[Lorna Doone A Romance of Exmoor by R. D. Blackmore]@TWC D-Link bookLorna Doone A Romance of Exmoor CHAPTER XIII 10/14
Then a distant noise went by me, as of many horses galloping, and in my fright I set my gun and said, 'God send something to shoot at.' Yet nothing came, and my gun fell back, without my will to lower it. But presently, while I was thinking 'What a fool I am!' arose as if from below my feet, so that the great stone trembled, that long, lamenting lonesome sound, as of an evil spirit not knowing what to do with it.
For the moment I stood like a root, without either hand or foot to help me, and the hair of my head began to crawl, lifting my hat, as a snail lifts his house; and my heart like a shuttle went to and fro.

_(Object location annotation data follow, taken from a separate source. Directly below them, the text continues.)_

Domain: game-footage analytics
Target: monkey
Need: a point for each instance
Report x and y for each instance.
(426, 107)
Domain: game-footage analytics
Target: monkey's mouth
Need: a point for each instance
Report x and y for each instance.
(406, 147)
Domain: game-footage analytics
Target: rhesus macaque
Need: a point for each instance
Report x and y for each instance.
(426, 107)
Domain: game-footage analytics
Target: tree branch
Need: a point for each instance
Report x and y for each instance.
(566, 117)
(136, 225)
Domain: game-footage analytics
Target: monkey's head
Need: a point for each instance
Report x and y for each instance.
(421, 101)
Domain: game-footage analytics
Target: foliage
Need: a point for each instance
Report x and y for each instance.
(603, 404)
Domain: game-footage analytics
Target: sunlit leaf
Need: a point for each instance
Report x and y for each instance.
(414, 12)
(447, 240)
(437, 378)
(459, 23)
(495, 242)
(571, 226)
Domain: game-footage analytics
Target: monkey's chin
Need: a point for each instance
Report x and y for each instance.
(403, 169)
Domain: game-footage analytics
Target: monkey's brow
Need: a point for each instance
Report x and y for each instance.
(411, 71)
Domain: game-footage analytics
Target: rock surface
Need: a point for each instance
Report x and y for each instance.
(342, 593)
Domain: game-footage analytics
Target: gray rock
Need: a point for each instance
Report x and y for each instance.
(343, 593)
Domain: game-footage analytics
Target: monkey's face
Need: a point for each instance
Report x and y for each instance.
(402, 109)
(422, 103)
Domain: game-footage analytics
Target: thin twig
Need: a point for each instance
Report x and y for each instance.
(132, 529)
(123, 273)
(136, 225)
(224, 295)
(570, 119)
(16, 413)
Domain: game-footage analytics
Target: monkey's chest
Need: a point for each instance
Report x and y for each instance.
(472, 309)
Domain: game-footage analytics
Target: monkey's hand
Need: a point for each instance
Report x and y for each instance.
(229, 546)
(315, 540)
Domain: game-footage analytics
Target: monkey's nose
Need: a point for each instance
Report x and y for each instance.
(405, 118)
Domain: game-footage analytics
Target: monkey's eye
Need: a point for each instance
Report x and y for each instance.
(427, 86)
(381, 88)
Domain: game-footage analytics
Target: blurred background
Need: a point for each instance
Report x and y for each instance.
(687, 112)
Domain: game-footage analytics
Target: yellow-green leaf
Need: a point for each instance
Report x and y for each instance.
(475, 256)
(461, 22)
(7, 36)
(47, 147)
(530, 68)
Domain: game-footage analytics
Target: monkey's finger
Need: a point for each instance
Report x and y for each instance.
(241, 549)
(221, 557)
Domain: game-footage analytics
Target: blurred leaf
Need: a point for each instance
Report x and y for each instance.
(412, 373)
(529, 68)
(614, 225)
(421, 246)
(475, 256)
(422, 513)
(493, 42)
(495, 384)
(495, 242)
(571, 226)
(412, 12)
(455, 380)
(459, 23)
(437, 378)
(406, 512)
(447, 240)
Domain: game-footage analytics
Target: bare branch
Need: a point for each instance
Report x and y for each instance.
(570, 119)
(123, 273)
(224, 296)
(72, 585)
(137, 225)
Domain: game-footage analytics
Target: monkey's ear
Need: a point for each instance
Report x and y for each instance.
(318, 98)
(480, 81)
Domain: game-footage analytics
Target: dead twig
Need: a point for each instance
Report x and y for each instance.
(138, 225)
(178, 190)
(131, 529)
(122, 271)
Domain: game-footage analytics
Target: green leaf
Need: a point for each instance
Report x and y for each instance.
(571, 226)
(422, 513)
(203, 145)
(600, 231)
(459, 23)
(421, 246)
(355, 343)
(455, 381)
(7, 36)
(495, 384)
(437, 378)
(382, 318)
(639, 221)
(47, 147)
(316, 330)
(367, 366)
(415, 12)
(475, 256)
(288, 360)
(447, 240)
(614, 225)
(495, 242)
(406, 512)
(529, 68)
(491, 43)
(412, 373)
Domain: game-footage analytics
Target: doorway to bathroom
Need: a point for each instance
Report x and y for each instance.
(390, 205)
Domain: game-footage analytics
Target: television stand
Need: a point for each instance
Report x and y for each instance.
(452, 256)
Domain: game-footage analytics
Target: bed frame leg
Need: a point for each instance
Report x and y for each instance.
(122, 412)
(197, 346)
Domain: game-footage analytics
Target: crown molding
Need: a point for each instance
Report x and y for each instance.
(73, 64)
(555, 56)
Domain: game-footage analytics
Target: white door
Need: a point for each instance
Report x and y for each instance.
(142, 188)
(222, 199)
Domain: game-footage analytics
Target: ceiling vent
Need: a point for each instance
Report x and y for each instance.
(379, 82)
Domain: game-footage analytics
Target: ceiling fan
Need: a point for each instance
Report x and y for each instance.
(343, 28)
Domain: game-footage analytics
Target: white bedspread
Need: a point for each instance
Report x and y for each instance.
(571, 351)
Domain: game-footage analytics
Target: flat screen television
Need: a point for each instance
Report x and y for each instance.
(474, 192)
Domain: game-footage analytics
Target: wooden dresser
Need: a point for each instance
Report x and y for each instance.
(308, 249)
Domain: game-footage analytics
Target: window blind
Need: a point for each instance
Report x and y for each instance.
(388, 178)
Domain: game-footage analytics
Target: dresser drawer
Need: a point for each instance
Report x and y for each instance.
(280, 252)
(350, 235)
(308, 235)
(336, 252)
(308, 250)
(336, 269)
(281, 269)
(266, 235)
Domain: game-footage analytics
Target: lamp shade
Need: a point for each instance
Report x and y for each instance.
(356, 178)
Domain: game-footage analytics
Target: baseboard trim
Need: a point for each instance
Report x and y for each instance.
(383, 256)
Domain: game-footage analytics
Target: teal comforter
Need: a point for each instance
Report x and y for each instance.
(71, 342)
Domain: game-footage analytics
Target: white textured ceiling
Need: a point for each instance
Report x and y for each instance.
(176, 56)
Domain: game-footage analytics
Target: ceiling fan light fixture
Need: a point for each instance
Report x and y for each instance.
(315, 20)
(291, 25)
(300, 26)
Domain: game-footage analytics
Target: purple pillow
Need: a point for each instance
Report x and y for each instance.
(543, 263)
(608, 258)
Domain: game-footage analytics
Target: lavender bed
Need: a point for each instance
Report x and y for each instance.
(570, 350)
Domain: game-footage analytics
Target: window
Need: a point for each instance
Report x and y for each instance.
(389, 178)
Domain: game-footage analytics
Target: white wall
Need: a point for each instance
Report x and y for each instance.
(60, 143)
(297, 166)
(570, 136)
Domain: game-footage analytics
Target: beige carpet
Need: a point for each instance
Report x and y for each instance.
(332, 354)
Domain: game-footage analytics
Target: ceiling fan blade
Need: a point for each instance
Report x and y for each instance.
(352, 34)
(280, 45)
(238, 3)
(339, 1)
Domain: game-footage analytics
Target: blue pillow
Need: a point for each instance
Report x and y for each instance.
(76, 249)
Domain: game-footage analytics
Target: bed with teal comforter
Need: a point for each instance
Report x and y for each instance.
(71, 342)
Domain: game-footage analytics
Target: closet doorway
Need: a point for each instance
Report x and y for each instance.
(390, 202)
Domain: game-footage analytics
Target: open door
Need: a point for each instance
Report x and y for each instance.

But finding no harm to come of it, neither visible form approaching, I wiped my forehead, and hoped for the best, and resolved to run every step of the way, till I drew our own latch behind me. Yet here again I was disappointed, for no sooner was I come to the cross-ways by the black pool in the hole, but I heard through the patter of my own feet a rough low sound very close in the fog, as of a hobbled sheep a-coughing.
I listened, and feared, and yet listened again, though I wanted not to hear it.
For being in haste of the homeward road, and all my heart having heels to it, loath I was to stop in the dusk for the sake of an aged wether.